See the caveats in the documentation: https://pandas.pydata.org/pandas-docs/stable/user_guide/indexing.html#returning-a-view-versus-a-copy
  return super().drop(


In [89]:
# 3. Entrenamos el modelo con la data de train
# user_ratings_small_sup = user_ratings_small[['userId', 'tmdbId', 'rating']].dropna()
reader = surprise.Reader(rating_scale=(1, 5))
data = surprise.Dataset.load_from_df(train[['userId', 'tmdbId', 'rating']], reader)

In [90]:
svd = surprise.SVD()
trainset = data.build_full_trainset()
svd.fit(trainset)

<surprise.prediction_algorithms.matrix_factorization.SVD at 0x7f9f4a1ab1f0>

In [91]:
import average_precision
import recmetrics.metrics
from tqdm import tqdm

In [95]:

predicted = []
actual = []
user_ids = train["userId"].unique()
all_movie_ids = movies["id"]
for user_id in tqdm(user_ids):
    predicted_movies = predict_ratings_for_movies(svd, user_id, all_movie_ids)["tmdbId"]
    predicted.append(predicted_movies)

    actual_movies = test[test["userId"] == user_id]["tmdbId"]
    actual.append(actual_movies)

print("Finished!")

100%|█████████████████████| 1663/1663 [07:57<00:00,  3.48it/s]

Finished!





In [96]:
predicted2 = list(map(list, predicted))
actual2 = list(map(list, actual))

In [97]:
mark = recmetrics.metrics.mark(predicted2, actual2)
mapk = average_precision.mapk(predicted2, actual2)

In [98]:
mark, mapk

(0.0, 0.0)

In [92]:
def split_into_chunks(elems: list, chunks: int):
    chunk_size = len(elems)//chunks
    rem = len(elems)%chunks
    chunks_split = [ elems[chunk_size*i:chunk_size*(i+1)] for i in range(0, chunks)]

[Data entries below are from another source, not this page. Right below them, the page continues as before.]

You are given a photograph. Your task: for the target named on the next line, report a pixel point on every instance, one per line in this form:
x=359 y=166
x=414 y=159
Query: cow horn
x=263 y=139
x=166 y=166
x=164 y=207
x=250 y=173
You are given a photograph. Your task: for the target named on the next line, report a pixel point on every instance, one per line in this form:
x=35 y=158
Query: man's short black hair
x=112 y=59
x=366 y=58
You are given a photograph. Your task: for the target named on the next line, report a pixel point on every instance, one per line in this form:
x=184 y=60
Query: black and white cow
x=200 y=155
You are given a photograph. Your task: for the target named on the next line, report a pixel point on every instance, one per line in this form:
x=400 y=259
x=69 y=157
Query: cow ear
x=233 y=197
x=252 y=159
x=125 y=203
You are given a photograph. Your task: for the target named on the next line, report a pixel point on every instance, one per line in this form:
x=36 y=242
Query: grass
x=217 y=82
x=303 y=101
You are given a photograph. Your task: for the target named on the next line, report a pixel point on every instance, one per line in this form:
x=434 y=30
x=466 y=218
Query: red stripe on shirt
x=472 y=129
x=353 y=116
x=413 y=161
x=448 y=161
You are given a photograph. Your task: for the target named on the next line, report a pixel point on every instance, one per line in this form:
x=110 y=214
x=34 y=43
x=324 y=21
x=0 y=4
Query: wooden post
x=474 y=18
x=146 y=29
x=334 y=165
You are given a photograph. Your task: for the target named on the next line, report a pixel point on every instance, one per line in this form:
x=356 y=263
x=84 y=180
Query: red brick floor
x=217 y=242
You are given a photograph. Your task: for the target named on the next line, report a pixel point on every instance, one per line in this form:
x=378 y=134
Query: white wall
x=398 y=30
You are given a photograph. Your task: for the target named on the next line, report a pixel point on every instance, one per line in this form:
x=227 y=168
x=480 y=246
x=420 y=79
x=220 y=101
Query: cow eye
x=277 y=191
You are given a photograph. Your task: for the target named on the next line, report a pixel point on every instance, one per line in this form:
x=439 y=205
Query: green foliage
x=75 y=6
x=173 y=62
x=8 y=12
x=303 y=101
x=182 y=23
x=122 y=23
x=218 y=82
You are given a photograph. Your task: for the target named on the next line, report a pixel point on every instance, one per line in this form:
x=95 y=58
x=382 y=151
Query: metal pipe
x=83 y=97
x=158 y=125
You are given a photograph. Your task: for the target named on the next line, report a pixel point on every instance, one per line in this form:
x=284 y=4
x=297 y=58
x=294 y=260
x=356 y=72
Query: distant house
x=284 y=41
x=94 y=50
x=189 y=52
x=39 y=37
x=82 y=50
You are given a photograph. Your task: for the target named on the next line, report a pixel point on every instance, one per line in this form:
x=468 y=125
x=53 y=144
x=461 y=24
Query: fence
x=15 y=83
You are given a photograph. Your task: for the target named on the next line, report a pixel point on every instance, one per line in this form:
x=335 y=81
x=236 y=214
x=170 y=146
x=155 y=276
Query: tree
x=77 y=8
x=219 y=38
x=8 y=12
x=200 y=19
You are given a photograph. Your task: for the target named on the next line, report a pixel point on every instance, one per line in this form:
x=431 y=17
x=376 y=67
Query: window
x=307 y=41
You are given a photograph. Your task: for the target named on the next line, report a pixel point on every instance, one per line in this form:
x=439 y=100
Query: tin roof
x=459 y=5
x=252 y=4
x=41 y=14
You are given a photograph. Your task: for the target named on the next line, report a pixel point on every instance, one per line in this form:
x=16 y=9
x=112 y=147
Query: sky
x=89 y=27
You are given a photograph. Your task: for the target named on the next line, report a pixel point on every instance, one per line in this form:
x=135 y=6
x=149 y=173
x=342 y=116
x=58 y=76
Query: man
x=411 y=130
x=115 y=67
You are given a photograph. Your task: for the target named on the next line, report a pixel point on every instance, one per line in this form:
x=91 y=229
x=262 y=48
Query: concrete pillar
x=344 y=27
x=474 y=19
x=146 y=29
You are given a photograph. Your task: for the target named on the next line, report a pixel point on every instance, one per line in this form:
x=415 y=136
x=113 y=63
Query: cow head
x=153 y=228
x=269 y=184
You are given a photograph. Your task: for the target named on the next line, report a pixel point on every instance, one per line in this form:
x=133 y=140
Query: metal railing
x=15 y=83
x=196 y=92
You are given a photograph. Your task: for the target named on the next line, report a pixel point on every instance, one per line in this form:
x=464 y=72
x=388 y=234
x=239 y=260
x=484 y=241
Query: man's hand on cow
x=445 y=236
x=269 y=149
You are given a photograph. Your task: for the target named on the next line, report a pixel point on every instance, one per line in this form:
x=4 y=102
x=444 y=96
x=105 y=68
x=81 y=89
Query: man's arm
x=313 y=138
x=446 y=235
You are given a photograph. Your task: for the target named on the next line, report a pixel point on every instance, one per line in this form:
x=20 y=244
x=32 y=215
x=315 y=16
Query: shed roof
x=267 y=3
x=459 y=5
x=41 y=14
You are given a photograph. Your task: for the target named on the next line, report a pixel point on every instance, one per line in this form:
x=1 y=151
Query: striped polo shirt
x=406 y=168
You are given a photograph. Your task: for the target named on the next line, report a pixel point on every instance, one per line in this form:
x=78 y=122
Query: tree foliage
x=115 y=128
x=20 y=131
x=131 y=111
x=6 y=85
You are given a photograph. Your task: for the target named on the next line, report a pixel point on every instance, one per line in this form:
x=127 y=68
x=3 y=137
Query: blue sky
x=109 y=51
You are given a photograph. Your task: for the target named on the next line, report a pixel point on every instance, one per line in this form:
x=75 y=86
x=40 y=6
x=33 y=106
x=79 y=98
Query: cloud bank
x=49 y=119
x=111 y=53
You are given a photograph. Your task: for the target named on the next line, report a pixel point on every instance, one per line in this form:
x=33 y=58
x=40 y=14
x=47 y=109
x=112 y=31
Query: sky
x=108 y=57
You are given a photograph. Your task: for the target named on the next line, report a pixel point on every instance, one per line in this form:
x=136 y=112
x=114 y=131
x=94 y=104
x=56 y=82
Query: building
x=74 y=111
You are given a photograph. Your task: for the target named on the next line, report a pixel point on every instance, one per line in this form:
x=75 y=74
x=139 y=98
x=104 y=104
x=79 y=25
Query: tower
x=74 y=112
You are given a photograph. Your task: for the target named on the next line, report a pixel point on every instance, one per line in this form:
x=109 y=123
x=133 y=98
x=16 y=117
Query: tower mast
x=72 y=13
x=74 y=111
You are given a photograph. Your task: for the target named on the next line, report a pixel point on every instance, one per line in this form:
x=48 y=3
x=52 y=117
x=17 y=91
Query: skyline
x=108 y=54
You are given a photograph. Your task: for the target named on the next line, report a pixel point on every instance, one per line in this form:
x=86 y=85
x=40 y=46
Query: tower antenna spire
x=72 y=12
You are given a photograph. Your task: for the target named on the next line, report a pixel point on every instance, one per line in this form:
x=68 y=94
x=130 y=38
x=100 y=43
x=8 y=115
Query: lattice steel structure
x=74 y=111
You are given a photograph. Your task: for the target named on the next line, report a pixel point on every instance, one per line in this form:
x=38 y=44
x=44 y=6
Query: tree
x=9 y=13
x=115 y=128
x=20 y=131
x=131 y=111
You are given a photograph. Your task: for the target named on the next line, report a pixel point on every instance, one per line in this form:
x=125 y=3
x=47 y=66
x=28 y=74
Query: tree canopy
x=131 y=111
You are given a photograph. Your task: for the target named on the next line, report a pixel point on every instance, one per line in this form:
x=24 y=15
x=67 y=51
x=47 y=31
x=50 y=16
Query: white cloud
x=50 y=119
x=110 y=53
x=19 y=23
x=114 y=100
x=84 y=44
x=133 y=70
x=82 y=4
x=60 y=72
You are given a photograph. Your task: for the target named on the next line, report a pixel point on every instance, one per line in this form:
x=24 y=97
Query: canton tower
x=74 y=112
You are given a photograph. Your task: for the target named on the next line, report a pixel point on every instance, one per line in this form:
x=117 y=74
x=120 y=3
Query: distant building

    # Agregamos el resto al último
    chunks_split[chunks-1].extend(user_ids[len(user_ids) - rem:])

    return chunks_split

In [93]:
%%time
from multiprocess import Process, Manager
from typing import List
# https://stackoverflow.com/questions/10415028/how-can-i-recover-the-return-value-of-a-function-passed-to-multiprocessing-proce


def predict(i: int, return_dict, users: List[str]):
    actual = []
    predicted = []
    print(f"[{i}]: start")
    for user_id in tqdm(users, position=i, desc=f" proc #{i}"):
        predicted_movies = predict_ratings_for_movies(svd, user_id, all_movie_ids)["tmdbId"]
        actual_movies = test[test["userId"] == user_id]["tmdbId"]
        
        predicted.append(list(predicted_movies))
        actual.append(list(actual_movies))
        
    return_dict[i] = {
        "pred": predicted,
        "actual": actual,
    }

    print(f"[{i}]: finish")

users_split = split_into_chunks(list(train["userId"].unique()), 8)

procs = []
manager = Manager()
return_dict = manager.dict()
for i, chunk in enumerate(users_split):
    p = Process(target=predict, args=(i, return_dict, chunk))
    p.start()
    procs.append(p)

for p in procs:
    p.join()

predicted = []
actual = []    

for return_value in return_dict.values():
    predicted.extend(return_value["pred"])
    actual.extend(return_value["actual"])
print("Finished!")

[0]: start
[1]: start
[2]: start
[3]: start
[4]: start
[5]: start[6]: start

[7]: start
[5]: finish
[0]: finish
[6]: finish
[1]: finish
[3]: finish
[7]: finish
[4]: finish
[2]: finish
Finished!
CPU times: user 59.6 ms, sys: 129 ms, total: 189 ms
Wall time: 1min 46s


In [94]:
mark = recmetrics.metrics.mark(predicted, actual, k=10)
mapk = average_precision.mapk(predicted, actual, k=10)
mark, mapk

(0.0, 0.0)

In [None]:
# test is in
df = pd.DataFrame({
    'ids': [1, 2, 3, 4],
    'values': ["a", "b", "c", "d"]
})

to_remove = pd.Series([1, 2])
df[~df["ids"].isin(to_remove)]

Unnamed: 0,ids,values
2,3,c
3,4,d


In [None]:
# TODO: Tal vez da 0,0 porque los tipos de ids de actual y predicted son int y string.